Outdated Employee Benefits Law Needs Revision, Not Further Judicial Interpretation

Published May 1, 2008

The recent decision of a three-judge panel of the Ninth U.S. Circuit Court of Appeals, which overturned a federal judge’s ruling on San Francisco’s “play or pay” employer health insurance mandate, highlights one important fact: The 1974 federal Employee Retirement Income Security Act, known as ERISA, is a mess.

It was bad law when it was enacted, and it hasn’t gotten better with time. It is because of ERISA that the states have gone crazy with mandated benefits and other regulations.

Only small employers who buy coverage from insurance companies are affected by these state laws. Large employers who can self-fund their benefits are exempt, so they don’t care what laws the states pass. Without the help of the large companies, small employers aren’t politically powerful enough to prevent such bills from passing.

Courts Should Follow Law

The exemption for large companies never made sense in the first place. There is no particular reason national employers can’t comply with varying state regulation of benefits. They manage to comply with varying state laws on everything else, such as wages, working conditions, licensing, environmental issues, zoning, building codes, and so on.

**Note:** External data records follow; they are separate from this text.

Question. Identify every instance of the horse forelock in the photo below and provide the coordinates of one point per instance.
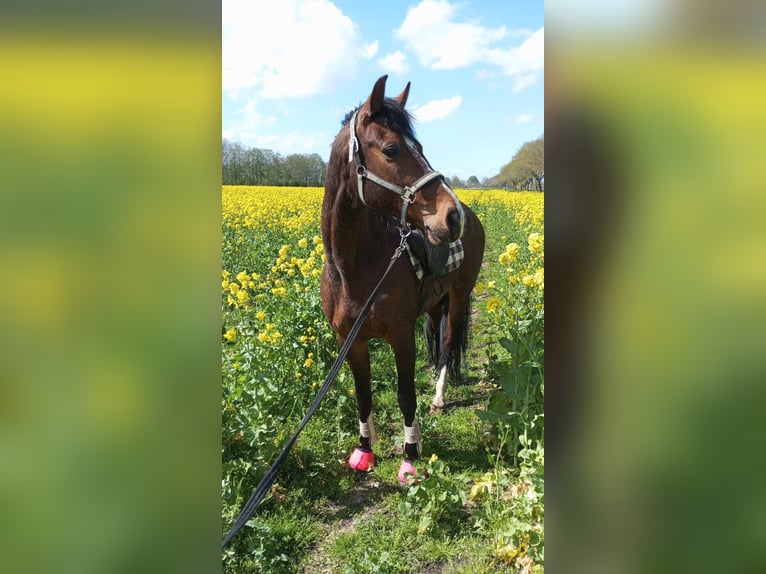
(392, 116)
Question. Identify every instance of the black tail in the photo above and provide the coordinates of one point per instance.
(456, 358)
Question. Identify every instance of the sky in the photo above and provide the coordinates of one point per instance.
(292, 69)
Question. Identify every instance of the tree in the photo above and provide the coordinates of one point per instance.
(526, 168)
(531, 159)
(252, 166)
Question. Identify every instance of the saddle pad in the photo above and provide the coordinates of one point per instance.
(439, 259)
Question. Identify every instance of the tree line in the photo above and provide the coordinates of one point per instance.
(526, 170)
(243, 165)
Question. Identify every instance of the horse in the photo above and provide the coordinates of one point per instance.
(379, 190)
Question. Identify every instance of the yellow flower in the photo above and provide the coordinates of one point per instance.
(509, 256)
(494, 304)
(535, 242)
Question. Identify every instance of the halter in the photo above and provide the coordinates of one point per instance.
(407, 193)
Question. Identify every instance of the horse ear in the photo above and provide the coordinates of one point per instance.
(402, 98)
(375, 101)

It also makes little sense that ERISA applies to all employers, instead of only those operating in multiple states. Only those companies that have to buy coverage from an insurance company are affected, because the insurance company itself continues to be state-regulated. If Congress was so concerned about national consistency, why didn’t it create a national insurance regulatory system at the same time?

But the law is the law, and the courts should follow it and not create new law by judicial fiat. Congress may change ERISA, and it has done so from time to time. The Health Insurance Portability and Accountability Act (HIPAA) is an ERISA amendment, and Congress exempted Hawaii’s employer mandate from ERISA. But Congress has not seen fit to change the fundamental law.

States Have Plenty of Power

In the meantime, the states have many powers, but they may not pass laws that “relate to” employee benefit plans. They may license and regulate hospitals, physicians, nurses, and every other provider. They control the malpractice system. They set wage and safety standards for employers.

The states have control over insurance companies and may (and frequently do) enact and enforce any harebrained idea a legislator may come up with. They control the Medicaid program and state employee benefits. They may require individuals to purchase health insurance. They may tax employers, providers, insurance companies, and individuals to pay for state programs.

The only thing they can’t do is dictate an employer’s benefit program, including not only the specific benefits but also whether an employer provides benefits and how much it pays. San Francisco is perfectly free to impose a payroll tax on employers to pay for a city health plan. It gets in trouble only once it allows employers who provide coverage to offset their taxes.

People have asked why the Massachusetts law that imposes a tax of $295 per employee on employers of 11 or more workers who do not provide coverage isn’t a violation of ERISA. It is. And it, too, would be thrown out if Massachusetts employers challenged the law.

But it is expensive to bring an ERISA lawsuit, and right now the cost of compliance in the Bay State doesn’t justify paying the cost of litigation. Plus, employers in Massachusetts are trying to score political points by cooperating with the law.

If Massachusetts raised the assessment to $2,400 per employee per year as San Francisco has done, you can bet the business community would change its mind about challenging the law.

‘Rethink and Revise’

ERISA needs to be rethought and revised, but the Ninth Circuit ruling will prevent that from happening.

Now advocates of greater state power will be looking for the magic formula, just the right words, that will survive an ERISA challenge. Maybe if we call the fine for noncompliance a “tax” or a “fee” or a “contribution,” the Supreme Court will allow it. Maybe if we don’t require a certain benefit but instead just require a certain amount of money. Maybe if we don’t call it a “requirement” but just an “expectation” or an “obligation.”

They’ll all assume there must be some way of phrasing this mandate so it will fool the Supreme Court into thinking it is not really a mandate. After all, it worked with the Ninth Circuit, didn’t it?

That kind of thinking will be great for attorneys, and it will tie up the federal judiciary for a decade. But it won’t do a thing to solve our health care problems.

Greg Scandlen ([email protected]) is president of Consumers for Health Care Choices.